Raj Chovatiya, MD, PhD: Both of you run very busy clinics, where people are referred for a lot of complicated cases. Dr Elmariah, tell me what brings someone to see a specialist, or a dermatologist in general, who maybe has PN [prurigo nodularis] or something in that realm. How would you rate the awareness that’s out there in terms of dermatologists and patients?
Sarina B. Elmariah, MD, PhD: Those are all great questions. The thing that brings most patients in the door is usually frustration. Not only with their disease, but also often with the medical system and some of their previous physicians, whether it be their primary care doctors, neurologists, their family doctors, or certainly their dermatologists when they’re told to just stop scratching. Because that does not acknowledge only the burden of the disease but also the pathophysiology of the disease. Many patients come with this frustration of not having their symptoms controlled, and they feel misunderstood and like the burden of their disease is underappreciated.
Whenever a patient comes to me, the first thing we talk about is just a definition, a diagnosis. Half the time, they’re not given one, as we said. Patients can be told they have many different things or nothing at all. We try to lay that foundation first: This is a disorder, and there are other people out there. I’ll say to them, “I understand you haven’t been successfully managed, partly because until recently, we haven’t understood the disease. But here’s the approach we’re going to take.” That ends up building such trust and appreciation from the patient, even if they still are frustrated by the next few weeks, as we’re trying to get whatever their most burdensome symptoms are under control—sometimes months, even. I know we’ll talk about that in a bit, but patients come with many expectations and many kinds of emotional hurdles we need to tackle.
Raj Chovatiya, MD, PhD: What are some of those steps in your opinion, Dr Kwatra? Say you have somebody come into their primary care physician and they end up with you. What’s happening in between, before they may end up seeing you?
Shawn Kwatra, MD: I totally agree with Dr Elmariah’s comments. Getting the right diagnosis is a huge hurdle. They’ll see a primary care provider; they’ll get a random diagnosis—like rash and not otherwise specified—and they’ll potentially get some topical steroids. And then often, they’ll just go many years in between being completely mismanaged. Sometimes they’ll see dermatologist practices with providers who may not be super familiar with the disease. And there’s a variety of perspectives on the disease, because many years ago, when many of our dermatologists trained, the thought was that PN was all in your head. I’ve had patients referred to me who said they’ve seen dermatology-based providers, and they’ve been told not to scratch themselves. They’ve been told to see a psychologist, and they’ve gone years with the intense itch and sleep disruption.
Often, there are tiers before we even do anything, just to label what patients have and to say, “This is your diagnosis.” I can say that happens fairly regularly.
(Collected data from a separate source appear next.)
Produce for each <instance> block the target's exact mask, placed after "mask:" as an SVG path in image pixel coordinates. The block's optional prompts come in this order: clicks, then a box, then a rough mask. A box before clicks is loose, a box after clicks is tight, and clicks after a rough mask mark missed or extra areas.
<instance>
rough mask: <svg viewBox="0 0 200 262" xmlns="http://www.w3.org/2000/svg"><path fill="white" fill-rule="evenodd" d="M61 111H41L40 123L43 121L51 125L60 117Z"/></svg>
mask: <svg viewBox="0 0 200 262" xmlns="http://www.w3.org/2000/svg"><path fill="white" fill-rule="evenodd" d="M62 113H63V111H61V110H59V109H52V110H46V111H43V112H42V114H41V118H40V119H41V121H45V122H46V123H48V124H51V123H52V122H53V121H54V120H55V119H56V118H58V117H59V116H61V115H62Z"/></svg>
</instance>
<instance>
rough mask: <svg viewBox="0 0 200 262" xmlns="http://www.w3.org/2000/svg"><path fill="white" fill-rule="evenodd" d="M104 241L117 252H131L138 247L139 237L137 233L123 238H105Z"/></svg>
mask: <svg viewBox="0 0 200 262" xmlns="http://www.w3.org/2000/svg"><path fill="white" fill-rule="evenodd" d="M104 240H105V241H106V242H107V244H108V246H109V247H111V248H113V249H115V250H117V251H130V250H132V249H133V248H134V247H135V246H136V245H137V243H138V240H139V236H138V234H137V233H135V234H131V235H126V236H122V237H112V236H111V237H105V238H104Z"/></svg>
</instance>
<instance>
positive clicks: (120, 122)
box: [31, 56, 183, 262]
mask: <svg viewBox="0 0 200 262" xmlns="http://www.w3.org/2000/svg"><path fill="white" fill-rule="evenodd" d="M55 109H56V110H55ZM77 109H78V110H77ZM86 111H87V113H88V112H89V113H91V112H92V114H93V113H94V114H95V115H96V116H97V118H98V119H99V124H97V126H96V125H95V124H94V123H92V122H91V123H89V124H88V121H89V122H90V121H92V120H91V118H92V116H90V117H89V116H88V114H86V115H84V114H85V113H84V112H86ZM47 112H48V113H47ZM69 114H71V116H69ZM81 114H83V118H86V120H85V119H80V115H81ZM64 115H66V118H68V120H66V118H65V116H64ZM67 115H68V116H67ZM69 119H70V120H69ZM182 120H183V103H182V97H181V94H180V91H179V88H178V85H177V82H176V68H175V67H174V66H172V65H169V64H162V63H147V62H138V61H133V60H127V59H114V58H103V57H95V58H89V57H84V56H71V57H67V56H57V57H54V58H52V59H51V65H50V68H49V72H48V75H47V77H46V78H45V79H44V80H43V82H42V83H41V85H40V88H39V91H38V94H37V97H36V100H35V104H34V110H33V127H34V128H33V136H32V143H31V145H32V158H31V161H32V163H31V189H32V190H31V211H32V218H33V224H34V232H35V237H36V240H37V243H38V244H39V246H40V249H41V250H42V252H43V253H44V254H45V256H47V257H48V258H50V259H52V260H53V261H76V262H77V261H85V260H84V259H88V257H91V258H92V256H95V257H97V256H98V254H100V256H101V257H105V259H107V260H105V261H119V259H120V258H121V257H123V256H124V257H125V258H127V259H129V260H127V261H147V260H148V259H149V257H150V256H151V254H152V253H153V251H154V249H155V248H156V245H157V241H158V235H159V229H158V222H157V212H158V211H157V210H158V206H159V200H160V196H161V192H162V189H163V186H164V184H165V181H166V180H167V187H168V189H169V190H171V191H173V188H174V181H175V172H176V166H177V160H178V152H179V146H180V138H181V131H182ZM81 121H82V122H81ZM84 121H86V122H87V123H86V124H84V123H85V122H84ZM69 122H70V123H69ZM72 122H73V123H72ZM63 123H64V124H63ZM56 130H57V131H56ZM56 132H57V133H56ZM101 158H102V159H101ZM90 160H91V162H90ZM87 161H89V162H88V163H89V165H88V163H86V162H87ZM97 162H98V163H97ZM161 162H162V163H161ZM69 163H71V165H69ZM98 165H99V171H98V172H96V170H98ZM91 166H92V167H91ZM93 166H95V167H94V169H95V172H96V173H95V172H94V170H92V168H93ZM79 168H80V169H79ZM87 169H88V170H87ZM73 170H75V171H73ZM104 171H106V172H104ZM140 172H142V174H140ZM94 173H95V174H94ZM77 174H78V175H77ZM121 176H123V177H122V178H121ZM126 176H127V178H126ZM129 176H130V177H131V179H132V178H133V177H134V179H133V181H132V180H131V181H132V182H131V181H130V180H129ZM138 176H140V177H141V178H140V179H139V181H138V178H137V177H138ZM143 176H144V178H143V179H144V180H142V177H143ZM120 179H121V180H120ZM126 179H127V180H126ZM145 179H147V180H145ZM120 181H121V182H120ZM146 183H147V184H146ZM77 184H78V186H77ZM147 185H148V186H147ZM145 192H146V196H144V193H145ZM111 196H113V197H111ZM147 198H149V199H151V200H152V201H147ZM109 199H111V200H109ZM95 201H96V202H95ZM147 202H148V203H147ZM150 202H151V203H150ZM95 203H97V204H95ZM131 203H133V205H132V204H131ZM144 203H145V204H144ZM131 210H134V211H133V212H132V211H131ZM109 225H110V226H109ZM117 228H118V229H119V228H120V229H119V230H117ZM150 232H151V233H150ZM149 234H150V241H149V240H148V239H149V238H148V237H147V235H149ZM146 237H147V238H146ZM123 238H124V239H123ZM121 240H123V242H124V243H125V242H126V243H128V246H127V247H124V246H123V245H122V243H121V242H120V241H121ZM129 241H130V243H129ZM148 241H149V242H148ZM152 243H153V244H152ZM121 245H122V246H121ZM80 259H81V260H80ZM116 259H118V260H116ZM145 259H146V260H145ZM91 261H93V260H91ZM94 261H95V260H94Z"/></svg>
I think that highlights how we have a very big problem with disease awareness and disease recognition, even among dermatologists. And it’s not their fault, because when they were training, they were told that this is all in the head. So it’s rapidly progressing our knowledge here. And I think, even from the primary care providers to some of the dermatologists, we still have to fill in the gaps for those providers.
Sarina B. Elmariah, MD, PhD: I just wanted to make 1 additional point. These patients have sought care with so many different providers, as Dr Kwatra mentioned, and sometimes multiple dermatologists before the diagnosis is explained and discussed with them, and they have had the battery of workup for itching. I want to be clear that PN is a very distinct entity in and of itself. Chronic itch is frustrating for many patients, but there is a distinct entity of PN. And often, these patients will still have the full battery of workup. Often, they’ll have tried multiple medications, multiple sedating antihistamines and immunosuppressive drugs, and some will be put on other psychiatric medications that may or may not help them, so there’s that built-in frustration. Because even though we define anything chronic as dealing with for over 6 weeks, most of these patients have suffered for years, so they come with a lot of clinical baggage.
Raj Chovatiya, MD, PhD: As Dr Kwatra put it, you can’t really blame providers who maybe weren’t necessarily trained in what we understand of the disease, but there are other things that could be on the differential here, too. It’s not necessarily the most straightforward diagnosis in the world, because as you mentioned, there are a bunch of reasons why someone can have chronic pruritus, and those need to be thoroughly explored. Even morphologically, you can see diseases ranging anywhere from something in the lichenoid family to something more like pemphigoid to something that is truly atopic dermatitis, and everything in between that can potentially be confused with that diagnosis of PN.
This is going to hearken back to some of that heterogeneity Dr Kwatra started talking about. Despite the name, it’s really not some monolithic disorder, and you can see it in a lot of different manifestations that can trick you. That’s why with that work up to it, even though it’s a clinical diagnosis, sometimes a biopsy might be as equally important as the lab workup, as well, if there are other factors you’re considering in making that diagnosis.